Les choix stratégiques qui ont été faits auparavant lui ont été défavorables. Il faut souligner aussi que le morcèlement des terrains, issus d’un patrimoine hérité, a considérablement contribué à faire stagner ce type d’agriculture.
Vous pensez, donc, que l’option «tout-pétrole» est une erreur ?
Pas complètement. Mais sur la diversité économique, oui, cela a été une erreur. Il ne fallait pas mettre de côté toutes les opportunités qui pouvaient exister. Pourtant, les zones de montagne, s’étendant sur le long de la partie nord du pays et en bordure des hautes plaines steppiques, sont d’une importance capitale pour le développement socio-économique. Elles représentent un espace potentiel pour le redéploiement de certaines activités et la mise en place d’infrastructures de base nécessaires au maintien des populations et à l’attractivité territoriale.
Vous parliez de choix stratégiques. Pouvez-vous être plus clair ?
On a opté pour le tout-pétrole. Aussitôt, on a tout importé, même les œufs. C’est une aberration économique. Cette option a accéléré un exode rural qui a fait que beaucoup de personnes sont venues grossir les villes et faire la queue dans les souks el fellah. Plus de production locale donc. L’heure était à la consommation facile. L’agriculture de montagne a été freinée par la production pétrolière, et est restée, par conséquent, concentrée sur le côté vivrier. Le jardin potager est devenu la seule facette de l’agriculture de montagne.
Si l’agriculture de montagne peut avoir un rôle à jouer dans celle des plaines, avons-nous les capacités techniques et la culture appropriée, pour la faire évoluer ?
On peut faire développer ce type d’agriculture pour peu que l’on se donne les moyens. Regardons ce qui se passe autour de nous. En Indonésie ou au Japon, par exemple, on a mis à profit le relief pour développer ce type d’agriculture, au point où c’est devenu plus que rentable et ils exportent aussi.
Il faut pour la faire sortir de l’ornière, procéder à une vaste réorganisation, et promouvoir un vrai accompagnement tant structurel qu’infrastructurel.
Nous devons régler, au préalable, les problèmes d’héritage qui existent pour ensuite, constituer des coopératives.
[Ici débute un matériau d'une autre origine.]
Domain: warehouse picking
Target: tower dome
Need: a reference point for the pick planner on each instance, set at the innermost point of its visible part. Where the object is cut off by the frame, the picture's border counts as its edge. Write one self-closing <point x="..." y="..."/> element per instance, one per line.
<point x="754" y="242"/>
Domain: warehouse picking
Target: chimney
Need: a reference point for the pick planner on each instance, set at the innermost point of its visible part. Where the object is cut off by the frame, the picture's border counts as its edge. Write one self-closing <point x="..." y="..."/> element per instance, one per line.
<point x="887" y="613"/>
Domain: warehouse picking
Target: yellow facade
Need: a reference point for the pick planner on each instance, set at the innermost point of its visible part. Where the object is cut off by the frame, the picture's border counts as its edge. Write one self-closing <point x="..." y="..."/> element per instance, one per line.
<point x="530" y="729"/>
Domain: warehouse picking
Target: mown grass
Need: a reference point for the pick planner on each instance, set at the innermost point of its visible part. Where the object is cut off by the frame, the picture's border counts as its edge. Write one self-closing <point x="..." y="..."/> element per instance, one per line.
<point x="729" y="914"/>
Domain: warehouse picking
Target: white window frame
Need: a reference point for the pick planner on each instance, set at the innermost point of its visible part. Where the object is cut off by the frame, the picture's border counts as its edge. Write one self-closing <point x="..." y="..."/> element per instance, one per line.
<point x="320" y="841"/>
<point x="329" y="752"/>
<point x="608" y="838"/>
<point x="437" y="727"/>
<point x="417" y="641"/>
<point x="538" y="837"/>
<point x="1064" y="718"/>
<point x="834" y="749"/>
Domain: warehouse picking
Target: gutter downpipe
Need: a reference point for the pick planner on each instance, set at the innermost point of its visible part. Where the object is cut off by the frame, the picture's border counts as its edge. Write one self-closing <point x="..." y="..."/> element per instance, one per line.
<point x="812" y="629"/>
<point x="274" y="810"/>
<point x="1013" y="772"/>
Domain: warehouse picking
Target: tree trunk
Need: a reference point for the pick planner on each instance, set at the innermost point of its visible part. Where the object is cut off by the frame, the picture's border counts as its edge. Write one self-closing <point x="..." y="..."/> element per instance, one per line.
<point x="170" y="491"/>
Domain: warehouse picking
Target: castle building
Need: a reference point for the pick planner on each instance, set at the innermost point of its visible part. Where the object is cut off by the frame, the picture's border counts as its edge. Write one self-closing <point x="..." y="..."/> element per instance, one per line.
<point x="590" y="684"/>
Il faut savoir aussi développer l’arboriculture propre à chaque région, et surtout, prévoir des points de collecte. Il faut absolument faire émerger les coopératives, sans quoi, c’est vers l’échec que l’on se dirige.
De plus, il faut savoir organiser les productions et les canaliser. Une formation est aussi nécessaire, pour redonner goût à ce genre de culture, et faire intéresser les personnes concernées, par des prêts attractifs, des exemptions d’impôts durant une période donnée par exemple.
Juste pour rappeler les potentialités. L’activité agricole représente la base de subsistance principale des populations qui y vivent, soit près de 7 millions d’habitants, soit 17% du total national. La population active en agriculture est de 639 065 (soit 23% de la population active totale), selon des statistiques de 2017.